From DOFMaster, for the Fujifilm X100S –
- Focal Length of lens 23mm
- Aperture ƒ8
- Focus Distance 2.5m
- Near focus limit 1.43m
- Far focus limit 9.97m
This tells us that providing our subject is between 1.43m and 9.97m from the camera it will be in focus. That gives us quite a large variation and margin for error when framing our subject. If we open the aperture to ƒ2 though (the largest aperture available on the Fujifilm X100S), the margin for error becomes much smaller –
- Aperture ƒ2
- Focus Distance 2.5m
- Near focus limit 2.11m
- Far focus limit 3.08m
You can see here that with an aperture of ƒ2 and pre-focused to a distance of 2.5m, the range of focus is only between 2.11m and 3.08m – so your subject must be between those distances from the camera in order to be in focus.
When using zone focusing while shooting street photos, it pays to use a smaller aperture to increase the depth of field. The image above of the traffic controller was also shot with the Fujifilm X100S using zone focusing – 1/100 sec, ƒ8 and ISO1600. The distance to subject was about five metres.
How does zone focusing work? Well, that’s a little complicated and varies depending on the focal length of your lens and something called the circle of confusion. Calculating the circle of confusion is not something most people would do and is not something I’m going to explain in this post. Luckily for us though, there are some average numbers we can use for the circle of confusion that are actually quite accurate in real-world uses.

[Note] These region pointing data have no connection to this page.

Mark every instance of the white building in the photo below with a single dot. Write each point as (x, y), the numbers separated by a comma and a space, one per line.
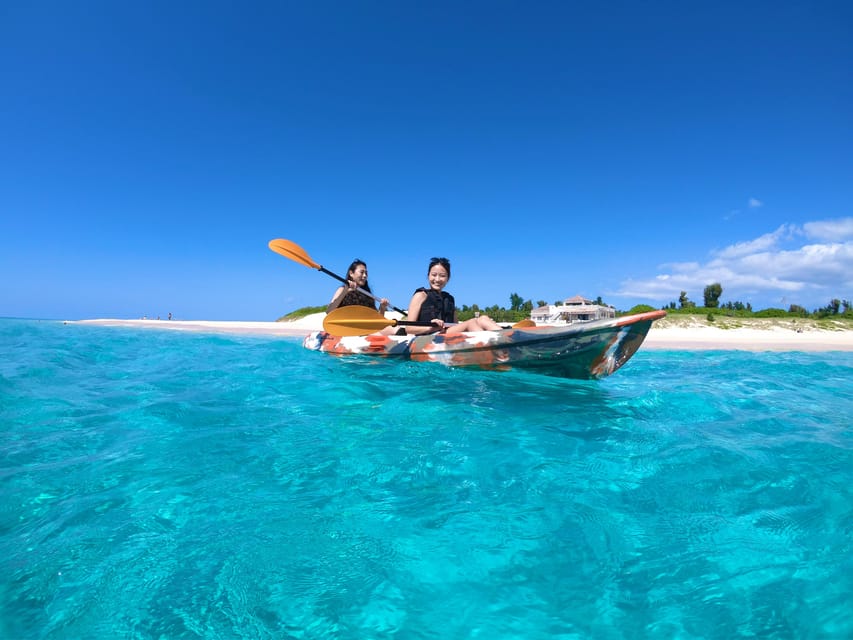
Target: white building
(576, 309)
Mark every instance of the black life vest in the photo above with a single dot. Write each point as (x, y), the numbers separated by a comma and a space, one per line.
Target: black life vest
(439, 304)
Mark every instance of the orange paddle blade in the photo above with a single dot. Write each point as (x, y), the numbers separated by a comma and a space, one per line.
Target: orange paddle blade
(355, 321)
(293, 251)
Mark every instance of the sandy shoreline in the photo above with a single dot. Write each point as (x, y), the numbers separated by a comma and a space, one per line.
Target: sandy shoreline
(693, 338)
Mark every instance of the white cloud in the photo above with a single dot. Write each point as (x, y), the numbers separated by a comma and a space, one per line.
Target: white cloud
(762, 243)
(765, 270)
(841, 229)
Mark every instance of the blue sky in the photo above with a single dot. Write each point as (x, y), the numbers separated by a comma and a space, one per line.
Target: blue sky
(632, 150)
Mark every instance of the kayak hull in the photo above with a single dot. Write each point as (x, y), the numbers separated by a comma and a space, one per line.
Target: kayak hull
(589, 350)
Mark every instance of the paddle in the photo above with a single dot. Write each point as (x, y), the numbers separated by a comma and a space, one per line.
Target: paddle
(296, 253)
(359, 321)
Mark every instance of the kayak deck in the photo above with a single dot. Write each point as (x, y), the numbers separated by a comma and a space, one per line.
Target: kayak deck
(588, 350)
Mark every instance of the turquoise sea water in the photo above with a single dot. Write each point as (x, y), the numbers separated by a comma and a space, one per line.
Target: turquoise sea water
(159, 484)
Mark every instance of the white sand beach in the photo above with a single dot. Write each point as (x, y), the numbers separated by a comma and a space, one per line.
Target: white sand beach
(673, 332)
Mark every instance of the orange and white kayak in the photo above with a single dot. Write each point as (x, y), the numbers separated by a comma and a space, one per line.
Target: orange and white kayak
(582, 350)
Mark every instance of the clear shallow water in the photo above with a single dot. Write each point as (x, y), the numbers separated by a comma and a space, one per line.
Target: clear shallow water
(157, 484)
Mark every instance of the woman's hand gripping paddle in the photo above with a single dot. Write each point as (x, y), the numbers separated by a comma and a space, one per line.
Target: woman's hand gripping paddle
(359, 321)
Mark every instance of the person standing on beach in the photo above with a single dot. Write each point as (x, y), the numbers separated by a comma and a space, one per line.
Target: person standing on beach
(348, 294)
(439, 307)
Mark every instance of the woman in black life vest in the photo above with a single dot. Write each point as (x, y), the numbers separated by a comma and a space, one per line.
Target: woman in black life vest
(438, 307)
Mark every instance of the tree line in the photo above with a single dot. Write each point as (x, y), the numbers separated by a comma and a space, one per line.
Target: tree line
(519, 308)
(711, 299)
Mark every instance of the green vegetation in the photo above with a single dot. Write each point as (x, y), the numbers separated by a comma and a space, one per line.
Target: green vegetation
(301, 313)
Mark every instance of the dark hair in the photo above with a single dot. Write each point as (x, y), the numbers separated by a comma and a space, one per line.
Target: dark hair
(444, 262)
(355, 263)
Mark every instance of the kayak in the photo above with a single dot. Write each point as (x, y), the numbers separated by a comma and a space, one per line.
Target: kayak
(587, 350)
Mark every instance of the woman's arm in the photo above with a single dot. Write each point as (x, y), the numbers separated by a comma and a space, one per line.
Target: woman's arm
(336, 299)
(414, 311)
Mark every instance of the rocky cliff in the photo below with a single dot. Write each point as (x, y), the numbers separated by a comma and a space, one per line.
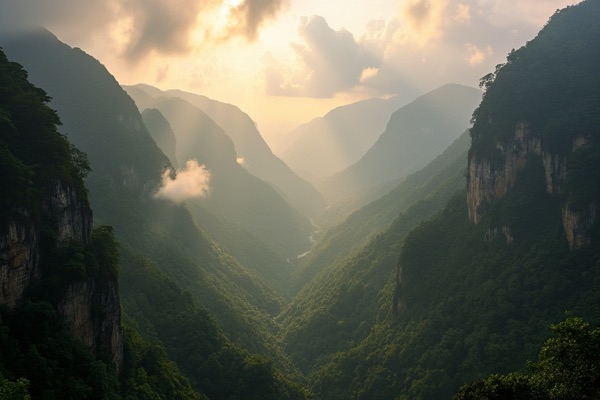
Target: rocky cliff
(541, 107)
(89, 306)
(47, 249)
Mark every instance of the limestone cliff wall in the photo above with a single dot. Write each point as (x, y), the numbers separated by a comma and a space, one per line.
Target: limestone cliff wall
(488, 181)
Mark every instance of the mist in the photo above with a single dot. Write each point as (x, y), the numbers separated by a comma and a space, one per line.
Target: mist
(193, 181)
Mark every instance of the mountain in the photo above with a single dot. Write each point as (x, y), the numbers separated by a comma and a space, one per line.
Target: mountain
(329, 144)
(477, 286)
(251, 149)
(61, 316)
(415, 135)
(441, 178)
(234, 193)
(186, 296)
(353, 267)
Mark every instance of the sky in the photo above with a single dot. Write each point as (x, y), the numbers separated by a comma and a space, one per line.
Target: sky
(285, 62)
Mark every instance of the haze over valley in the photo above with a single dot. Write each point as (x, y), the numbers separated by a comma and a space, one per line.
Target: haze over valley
(300, 200)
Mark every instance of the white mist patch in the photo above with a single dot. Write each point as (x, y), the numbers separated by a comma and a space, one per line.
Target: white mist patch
(191, 182)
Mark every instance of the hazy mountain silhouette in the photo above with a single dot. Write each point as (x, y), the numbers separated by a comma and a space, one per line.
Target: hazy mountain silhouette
(415, 134)
(251, 149)
(328, 144)
(235, 193)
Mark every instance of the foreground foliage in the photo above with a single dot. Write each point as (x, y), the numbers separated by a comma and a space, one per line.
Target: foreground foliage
(568, 367)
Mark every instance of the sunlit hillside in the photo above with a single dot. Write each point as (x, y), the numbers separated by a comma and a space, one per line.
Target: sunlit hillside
(428, 227)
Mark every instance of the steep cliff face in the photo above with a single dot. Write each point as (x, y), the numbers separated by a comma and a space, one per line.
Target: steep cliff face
(491, 178)
(541, 107)
(46, 239)
(19, 260)
(92, 311)
(89, 306)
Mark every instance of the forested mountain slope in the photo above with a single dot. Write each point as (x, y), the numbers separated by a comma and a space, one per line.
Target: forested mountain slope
(414, 135)
(328, 144)
(478, 285)
(158, 235)
(441, 178)
(60, 321)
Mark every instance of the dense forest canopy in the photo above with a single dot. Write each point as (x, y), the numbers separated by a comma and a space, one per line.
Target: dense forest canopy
(409, 297)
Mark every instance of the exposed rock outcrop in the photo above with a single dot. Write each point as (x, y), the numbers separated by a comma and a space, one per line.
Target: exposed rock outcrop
(90, 307)
(19, 260)
(489, 181)
(92, 311)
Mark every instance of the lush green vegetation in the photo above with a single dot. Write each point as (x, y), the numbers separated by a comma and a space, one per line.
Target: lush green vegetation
(474, 300)
(33, 154)
(39, 357)
(357, 262)
(219, 310)
(526, 88)
(407, 299)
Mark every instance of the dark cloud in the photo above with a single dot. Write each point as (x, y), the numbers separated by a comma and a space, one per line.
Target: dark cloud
(249, 16)
(333, 62)
(161, 26)
(73, 15)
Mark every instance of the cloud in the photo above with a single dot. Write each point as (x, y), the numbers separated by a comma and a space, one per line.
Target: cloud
(191, 182)
(160, 26)
(332, 61)
(422, 21)
(140, 28)
(248, 16)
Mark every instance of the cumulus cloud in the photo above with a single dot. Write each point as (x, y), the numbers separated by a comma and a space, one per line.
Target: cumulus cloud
(191, 182)
(425, 44)
(143, 27)
(333, 61)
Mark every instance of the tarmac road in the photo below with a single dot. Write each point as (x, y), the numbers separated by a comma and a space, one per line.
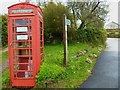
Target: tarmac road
(105, 73)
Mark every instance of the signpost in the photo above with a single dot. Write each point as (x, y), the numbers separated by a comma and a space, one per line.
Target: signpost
(66, 22)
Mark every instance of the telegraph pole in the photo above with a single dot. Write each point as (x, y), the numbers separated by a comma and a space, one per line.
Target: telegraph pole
(65, 41)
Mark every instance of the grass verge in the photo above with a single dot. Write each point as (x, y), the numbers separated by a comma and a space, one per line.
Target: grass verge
(54, 75)
(4, 57)
(52, 72)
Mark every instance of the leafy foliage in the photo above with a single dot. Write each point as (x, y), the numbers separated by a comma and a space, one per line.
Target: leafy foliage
(53, 18)
(92, 35)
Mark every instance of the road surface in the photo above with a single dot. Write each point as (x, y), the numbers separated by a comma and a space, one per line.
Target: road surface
(105, 73)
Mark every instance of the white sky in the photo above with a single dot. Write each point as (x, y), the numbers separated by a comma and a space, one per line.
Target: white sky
(113, 14)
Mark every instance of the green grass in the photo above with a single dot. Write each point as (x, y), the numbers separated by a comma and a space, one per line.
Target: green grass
(65, 77)
(53, 72)
(4, 57)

Common values for circle of confusion include:
- 0.030 (full-frame sensor)
- 0.020 (APS-C 1.5 ‘crop’ sensor)
- 0.015 (m4/3 sensor)
Looking at the DOFMaster Depth of Field Calculator, you can see there is something listed on the calculation page called the Hyperfocal Distance. The hyperfocal distance is the closest distance at which the lens is focused that produces an image that is acceptably sharp from the point of focus right through to infinity. The part of the image in front of the hyperfocal distance, that is also acceptably sharp, is half the distance to the focus point.
Calculating the hyperfocal distance for any particular lens is actually quite a simple formula – the hyperfocal distance is equal to the focal length squared, divided by the lens aperture multiplied by the circle of confusion. The result of that calculation is added to the focal length of the lens. The result is the hyperfocal distance in millimetres. So, dividing the result by 1000 will give you the hyperfocal distance in metres.
For the Fujifilm X100S at ƒ8, the calculation would be –
Hyperfocal Distance = ((23 * 23) / (8 * 0.02)) + 23 = 3329mm = 3.329m
Near focus distance = 3.33m / 2 = 1.66m
With the camera focused at 3.33m and an aperture of ƒ8, everything between 1.66m and infinity will be in focus.
Here’s a quick chart of the hyperfocal distance for the X100S at different apertures –
Hyperfocal Distance and Zone Focusing in practice
Using the chart above, you can see that if using a Fujifilm X100S when out shooting street photography, you could choose an aperture in the ƒ4 – ƒ8 range and know that you could get sharp images without having to rely on the camera’s autofocus system every time. If shooting at ƒ4, providing your subject was at least 3.32m away from you, it will be in focus; similarly if you chose an aperture of ƒ8, providing your subject was at least 1.66m away from you, it would be sharp.
Of course you don’t have to focus at the hyperfocal distance. Focusing closer will simply mean the image will not be sharp all the way out to infinity. As we saw earlier focusing at 2.5m with an aperture of ƒ8 gave us an acceptably sharp focus range between 1.43m and 9.97m, which is still very useable.
This final image was also made with the Fujifilm X100S at 1/320 sec, ƒ8 and ISO1600 with a distance to subject of about two metres.
Give zone focusing a go… head over to DOFMaster and use their calculator to find the Hyperfocal Distance of your favourite camera / lens combination then go out and try it out!